I'm sharing this to say that as we navigate the world, and are told that inclusion, equity, and diversity are essential, what's just as crucial is that we pay attention to who is sitting at these tables in which we're requesting access? Is it worth it? Is it really where you need to be? Are they worthy of your time, talent, and energy?
Choose wisely, friends.
There's a reckoning happening, and I'm here for it. From the actress Thandiwe Newton announcing a few weeks ago the use of her full legal name saying, "I'm taking back what's mine," to Stacy Abrams bringing the smoke and fire when asked about what was wrong with Georgia’s new voting law. They weren’t ready but she was. Her response went viral.

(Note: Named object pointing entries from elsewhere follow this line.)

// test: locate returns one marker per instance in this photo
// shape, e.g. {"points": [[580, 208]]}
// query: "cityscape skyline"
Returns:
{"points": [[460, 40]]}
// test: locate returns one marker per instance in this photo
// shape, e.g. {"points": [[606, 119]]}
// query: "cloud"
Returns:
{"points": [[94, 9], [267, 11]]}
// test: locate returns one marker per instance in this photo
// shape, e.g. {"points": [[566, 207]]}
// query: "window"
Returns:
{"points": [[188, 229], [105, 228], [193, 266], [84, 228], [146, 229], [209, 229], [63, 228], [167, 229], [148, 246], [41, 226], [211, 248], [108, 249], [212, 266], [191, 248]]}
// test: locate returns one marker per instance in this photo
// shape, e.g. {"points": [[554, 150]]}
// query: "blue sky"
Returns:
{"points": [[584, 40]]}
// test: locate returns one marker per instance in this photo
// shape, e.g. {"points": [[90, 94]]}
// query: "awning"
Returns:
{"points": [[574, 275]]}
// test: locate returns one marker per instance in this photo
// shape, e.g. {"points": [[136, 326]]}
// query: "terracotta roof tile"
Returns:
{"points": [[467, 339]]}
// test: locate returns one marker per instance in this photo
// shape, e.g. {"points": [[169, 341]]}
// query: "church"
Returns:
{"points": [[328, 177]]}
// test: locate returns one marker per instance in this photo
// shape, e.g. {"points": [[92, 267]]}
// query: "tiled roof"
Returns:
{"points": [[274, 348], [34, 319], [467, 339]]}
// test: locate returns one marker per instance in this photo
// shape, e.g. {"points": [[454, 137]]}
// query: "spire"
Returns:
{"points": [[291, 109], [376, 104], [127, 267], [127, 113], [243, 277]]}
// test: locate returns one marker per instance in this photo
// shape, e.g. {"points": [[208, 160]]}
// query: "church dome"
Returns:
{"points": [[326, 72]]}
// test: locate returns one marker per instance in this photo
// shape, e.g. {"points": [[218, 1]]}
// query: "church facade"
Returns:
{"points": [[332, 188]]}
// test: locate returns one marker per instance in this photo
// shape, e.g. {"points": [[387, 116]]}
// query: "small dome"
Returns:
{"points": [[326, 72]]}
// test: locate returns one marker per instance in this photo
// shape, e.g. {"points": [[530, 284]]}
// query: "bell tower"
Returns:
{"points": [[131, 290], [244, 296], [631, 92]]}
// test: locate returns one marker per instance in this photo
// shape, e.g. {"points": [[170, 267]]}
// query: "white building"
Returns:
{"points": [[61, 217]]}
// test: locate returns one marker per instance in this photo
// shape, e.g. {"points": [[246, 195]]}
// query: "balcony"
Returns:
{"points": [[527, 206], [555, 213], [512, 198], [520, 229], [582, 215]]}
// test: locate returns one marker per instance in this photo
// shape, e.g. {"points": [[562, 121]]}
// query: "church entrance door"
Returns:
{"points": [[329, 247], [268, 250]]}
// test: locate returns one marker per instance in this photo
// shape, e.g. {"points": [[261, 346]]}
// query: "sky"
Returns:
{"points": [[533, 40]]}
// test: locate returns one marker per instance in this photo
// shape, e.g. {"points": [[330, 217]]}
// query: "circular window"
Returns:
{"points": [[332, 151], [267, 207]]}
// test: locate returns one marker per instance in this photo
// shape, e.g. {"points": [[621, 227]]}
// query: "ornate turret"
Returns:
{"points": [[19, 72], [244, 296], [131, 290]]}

I'm also watching how the businesses are responding now that the vaccines are rolling out. Will companies require, suggest, or lightly nudge us towards getting vaccinated to return to onsite work? Alas.
I’m inspired by these tweets:
No lies detected there @angellenise
As I continue to get stronger, I’m listening to some good music this week, a little bit from the past and little of today:
My Power - Beyonce
Peaches - Justin Beiber
Wham Bam Shang-A-Lang - Silver
Mercy Mercy Me - Marvin Gaye
Method of Modern Love - Daryl Hall & John Oates
Freedom - Ranky Tanky
Thanks so much for supporting InclusivelyHer. As always, thanks for reading. It’s my hope in sharing stories and other bits of information, you’ll be inspired in your own journey.